10月11日の朝日新聞によれば、ライス米大統領補佐官が10日フォックステ
レビのインタビューで、「イラクが大量破壊兵器を保有していない事がわかって
いても米国はフセイン政権打倒の戦争に踏み切っただろう」との認識を示した
という。語るに落ちるとはこのことだろう。それならば最初からそういって戦
争を始めればよかったのだ。国連査察など最初から不要であったのだ。
AFP時事通信によれば、元国連査察官のスコット・リッター氏は10日付の
英紙インデペンデントに寄稿し、米英が国際法の精神と規定から外れてイラク
を攻撃したことにより世界情勢を悪化させたと歴史が証明するだろうと主張し
ているという。
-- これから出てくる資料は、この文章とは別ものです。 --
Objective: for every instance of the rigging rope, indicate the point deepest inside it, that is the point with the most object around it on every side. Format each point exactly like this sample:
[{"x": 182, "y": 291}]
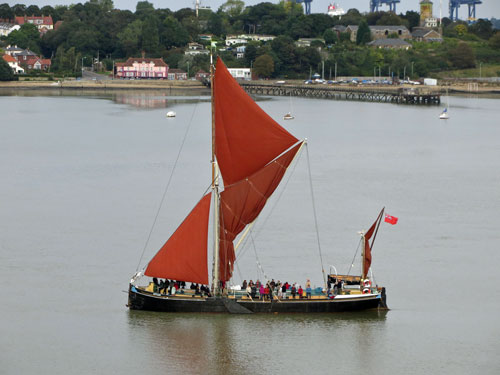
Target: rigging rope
[
  {"x": 314, "y": 212},
  {"x": 244, "y": 247},
  {"x": 168, "y": 184},
  {"x": 355, "y": 254}
]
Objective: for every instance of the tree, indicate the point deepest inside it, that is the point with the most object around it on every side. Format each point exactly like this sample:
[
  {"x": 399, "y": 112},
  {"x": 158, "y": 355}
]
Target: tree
[
  {"x": 330, "y": 37},
  {"x": 264, "y": 66},
  {"x": 413, "y": 19},
  {"x": 149, "y": 35},
  {"x": 494, "y": 41},
  {"x": 462, "y": 56},
  {"x": 33, "y": 10},
  {"x": 482, "y": 28},
  {"x": 6, "y": 73},
  {"x": 363, "y": 35},
  {"x": 174, "y": 34},
  {"x": 232, "y": 7}
]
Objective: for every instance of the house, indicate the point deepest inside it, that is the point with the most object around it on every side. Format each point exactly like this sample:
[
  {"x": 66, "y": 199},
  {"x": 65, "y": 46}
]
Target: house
[
  {"x": 201, "y": 75},
  {"x": 430, "y": 22},
  {"x": 306, "y": 42},
  {"x": 422, "y": 34},
  {"x": 390, "y": 44},
  {"x": 32, "y": 63},
  {"x": 13, "y": 64},
  {"x": 206, "y": 37},
  {"x": 381, "y": 32},
  {"x": 240, "y": 52},
  {"x": 177, "y": 75},
  {"x": 140, "y": 67},
  {"x": 24, "y": 55},
  {"x": 196, "y": 49},
  {"x": 257, "y": 37},
  {"x": 241, "y": 73},
  {"x": 235, "y": 39},
  {"x": 7, "y": 28},
  {"x": 13, "y": 51},
  {"x": 43, "y": 23}
]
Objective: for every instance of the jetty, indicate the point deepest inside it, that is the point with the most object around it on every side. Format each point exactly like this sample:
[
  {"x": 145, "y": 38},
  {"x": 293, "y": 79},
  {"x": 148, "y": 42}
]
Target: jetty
[{"x": 381, "y": 94}]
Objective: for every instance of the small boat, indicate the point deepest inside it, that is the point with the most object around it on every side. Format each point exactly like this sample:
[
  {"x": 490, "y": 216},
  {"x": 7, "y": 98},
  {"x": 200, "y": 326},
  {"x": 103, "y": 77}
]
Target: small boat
[
  {"x": 444, "y": 115},
  {"x": 250, "y": 156},
  {"x": 289, "y": 115}
]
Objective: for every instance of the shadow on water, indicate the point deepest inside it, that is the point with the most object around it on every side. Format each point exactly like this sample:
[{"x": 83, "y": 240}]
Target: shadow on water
[{"x": 219, "y": 343}]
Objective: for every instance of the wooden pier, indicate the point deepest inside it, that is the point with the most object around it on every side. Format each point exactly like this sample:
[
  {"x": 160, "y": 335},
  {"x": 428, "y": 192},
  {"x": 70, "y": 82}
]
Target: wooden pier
[{"x": 379, "y": 94}]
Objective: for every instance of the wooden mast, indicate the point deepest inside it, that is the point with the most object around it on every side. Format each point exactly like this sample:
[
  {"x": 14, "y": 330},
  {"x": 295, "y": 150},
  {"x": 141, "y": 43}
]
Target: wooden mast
[{"x": 215, "y": 187}]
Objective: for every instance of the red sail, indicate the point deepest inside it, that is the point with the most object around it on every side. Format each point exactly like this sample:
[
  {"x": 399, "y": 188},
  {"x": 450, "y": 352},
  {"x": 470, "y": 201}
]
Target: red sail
[
  {"x": 246, "y": 138},
  {"x": 241, "y": 203},
  {"x": 184, "y": 255}
]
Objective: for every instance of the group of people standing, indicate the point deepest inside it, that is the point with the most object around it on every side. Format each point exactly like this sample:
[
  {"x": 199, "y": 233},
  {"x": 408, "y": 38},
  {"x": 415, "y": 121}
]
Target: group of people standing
[
  {"x": 277, "y": 289},
  {"x": 172, "y": 287}
]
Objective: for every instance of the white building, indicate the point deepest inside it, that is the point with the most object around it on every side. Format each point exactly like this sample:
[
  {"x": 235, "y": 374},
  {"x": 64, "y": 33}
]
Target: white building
[
  {"x": 430, "y": 22},
  {"x": 241, "y": 73},
  {"x": 7, "y": 28},
  {"x": 234, "y": 39}
]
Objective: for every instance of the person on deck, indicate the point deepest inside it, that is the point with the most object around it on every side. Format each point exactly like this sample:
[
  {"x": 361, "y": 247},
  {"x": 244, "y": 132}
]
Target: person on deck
[
  {"x": 283, "y": 290},
  {"x": 253, "y": 293},
  {"x": 308, "y": 292}
]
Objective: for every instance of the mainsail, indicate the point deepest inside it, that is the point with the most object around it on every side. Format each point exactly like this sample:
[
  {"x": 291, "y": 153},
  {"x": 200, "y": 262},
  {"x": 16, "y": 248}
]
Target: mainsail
[
  {"x": 248, "y": 145},
  {"x": 246, "y": 138},
  {"x": 241, "y": 203},
  {"x": 184, "y": 255}
]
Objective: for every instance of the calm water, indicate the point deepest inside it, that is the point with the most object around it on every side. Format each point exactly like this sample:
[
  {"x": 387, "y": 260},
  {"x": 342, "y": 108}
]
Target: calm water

一方ブリッグス前国連監視検証査察委員長も同紙に寄稿して、
ブッシュ大統領、ブレア首相はイラク攻撃を正当化するために新たなワラにし
がみつき始めた、米調査団は報告書の中で「フセイン元大統領は国連の制裁が
解除されたら兵器開発再開を望んでいた」という言及があるが、これが彼らが
しがみつく新たなワラであると述べたという。
さて日本では国会で野党はどこまで小泉首相に迫る事ができるのか。11日付
の毎日新聞「発信箱」で与良正男記者が書いている。「小泉首相がムキになって
反論する光景が今から目に浮かぶようだ。『査察に協力しなかったイラクが悪
い』とか『間違った戦争だったからフセイン政権に戻せというのか』とか・・・こ
れじゃぁ何の進歩もない。・・・外務省はフランスも最後は決議に乗ると踏んでい
て、米英と決裂した際には小泉首相は見通しの甘さを強くなじったとも聞く。
首相も「戦争の大義」にこだわり、悩んでいたはずだ。それでも開戦を支持す
る以外にないと判断したのは何故か。それをあらためて聞いてみたい。マスコ
ミが検証すると『ウソを書く』と首相は言う。ならば政府の責任で経過を詳細
にまとめ公表したらどうか。・・・米調査団並みに1000ページに及んでも熱心に
読む人は多いと思う」。
その通りである。米国も英国も委員会を作って検証しその結果を国民に明ら
かにしている。日本政府もそれをしなければ米のイラク攻撃を胸を張って支持
した小泉外交の説明責任を果たしたことには決してならない。野党はこの事を
国会で追及しなければならないのだ。